A noter également que la baisse du coût du travail a des effets induits. Une trop grande modération salariale oblige l’Etat à compenser les hausses des coûts de la vie, que ce soit par des chèques énergies, chèques inflations, prime d’activité et ce alors même que l’Etat doit compenser le manque à gagner sur les exonérations de cotisations sociales.

Investir dans le capital humain : la formation

La formation s’entend ici au sens large, à savoir la formation initiale (école-collège-lycée-études supérieures) que la formation continue, tout au long de la carrière professionnelle des individus. Ce droit à la formation permet de développer et d’adapter ses compétences aux exigences du marché, et in fine d’accroître l’employabilité des travailleurs, à savoir leur capacité à occuper un emploi. 

Le niveau de qualification s’est fortement accru. Alors qu’en 1985, la proportion de bacheliers dans une génération était de 29 % ; elle atteint 81 % en 2018. De même 50% des femmes et 42,7% des hommes âgés de 25 à 34 ans sont diplômés de l’enseignement supérieur contre 24,6% et 23,4% pour la classe d’âge 55-64 ans, évolution qui suit celle de la population active avec le développement des cadres et professions intermédiaires.

Cette formidable évolution masque cependant des inégalités liées à l’origine sociale : 34 % des enfants de diplômés du supérieur ont un diplôme de niveau bac + 5 ou plus contre seulement 5 % de ceux dont les parents sont peu ou pas diplômés. À l’opposé, près d’un quart des personnes dont les parents sont peu ou pas diplômés n’ont aucun diplôme, ce n’est le cas que de 4 % des enfants de diplômés du supérieur. 
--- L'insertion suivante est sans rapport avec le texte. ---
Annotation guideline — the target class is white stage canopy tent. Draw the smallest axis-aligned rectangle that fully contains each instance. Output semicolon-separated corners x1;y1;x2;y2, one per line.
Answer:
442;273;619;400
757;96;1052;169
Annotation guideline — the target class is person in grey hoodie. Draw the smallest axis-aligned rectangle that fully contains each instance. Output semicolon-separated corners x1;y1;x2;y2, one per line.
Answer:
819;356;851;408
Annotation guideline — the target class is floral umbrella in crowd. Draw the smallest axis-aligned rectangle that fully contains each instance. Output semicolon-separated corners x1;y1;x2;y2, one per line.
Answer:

En terme de formation continue, seuls 27% des fonds sont adressés aux demandeurs d’emplois. Par ailleurs, la formation professionnelle annuelle concerne un actif sur deux, majoritairement à l’initiative de l’employeur il est vrai, contre un chômeur sur trois. Et parmi ces actifs, 66% des cadres déclarent avoir suivi une formation à objet professionnel en 2018 contre 35% des ouvriers. La formation bénéficie davantage aux plus qualifiés, dans les grandes entreprises ou dans la fonction publique.
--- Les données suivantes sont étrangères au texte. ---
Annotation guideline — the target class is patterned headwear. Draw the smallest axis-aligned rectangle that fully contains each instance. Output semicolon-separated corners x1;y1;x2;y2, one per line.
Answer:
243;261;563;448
Concernant les chômeurs, 29% seulement des formations aboutissent à une certification professionnelle, et 49% auraient aimé se former davantage. source

Afin de favoriser la mobilité professionnelle et l’employabilité, chaque salarié cotise des heures de formations à travers un compte personnel de formation, qui a pris la suite du Droit Individuel à la Formation. Principale innovation, les droits à la formation ne sont plus attachés au contrat de travail (et donc perdu en cas de rupture), mais à l’individu.

Chômage structurel et politiques passives de l’emploi

Les politiques passives de l’emploi visent à rendre le chômage humainement supportable et/ou réduire la population active. A ce titre, on y retrouve la mise en œuvre d’indemnisation des chômeurs via l’allocation chômage. 

D’autres éléments peuvent intervenir, tel que le fait d’abaisser l’âge de la retraite (comme de 65 à  60 ans en France en 1982), ou encore le partage du travail par la réduction du temps de travail (loi Aubry en France avec les 35 heures). La tendance actuelle est inverse, avec le passage de la retraite de 60 à 62 ans, la suppression des dispenses de recherches d’emploi pour les seniors, la fin des retraites anticipées, ce qui a amélioré le taux d’activité des 55-65 ans, mais pas nécessairement leur taux d’emploi.